Though I myself view some of these expectations as unfair and potentially harmful to the self-esteem and social success of women, I recognize that I have internalized them, at least to some extent. Even for me, at those times when I am with my family or within Korean communities, I am acknowledging that social mimicry--both conscious and nonconscious--has its advantages. Adhering to these expected roles and behaviors helps preserve my family’s status and reputation within Korean communities at home and elsewhere, and also grants my own acceptance into these communities.
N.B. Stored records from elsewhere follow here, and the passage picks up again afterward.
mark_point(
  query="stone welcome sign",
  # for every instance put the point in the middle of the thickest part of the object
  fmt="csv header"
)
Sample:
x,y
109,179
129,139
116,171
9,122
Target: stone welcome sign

I have taken a humorous, tongue-in-cheek approach to the images in Mimicry as I would not want to sacrifice my family or my cultural connections by challenging these norms in a direct, confrontational way. I dress myself in traditional Korean women’s clothing, affect the idealized body language of Korean women, and engage in activities and behaviors associated with, and expected of, them. However, facial expression, incongruous details, exaggeration, and sometimes a careful satire allow me to distance myself from the traditional, idealized image of the Korean woman.
Even though the styling, props, and ideas in these images are clearly Korean or Asian, I believe that the underlying issues they explore are almost universal—ones that have been experienced, or at least can be understood, by women in most other cultures. My hope is that Mimicry will create a dialogue and encourage the viewer to identify and challenge these roles and rules for women.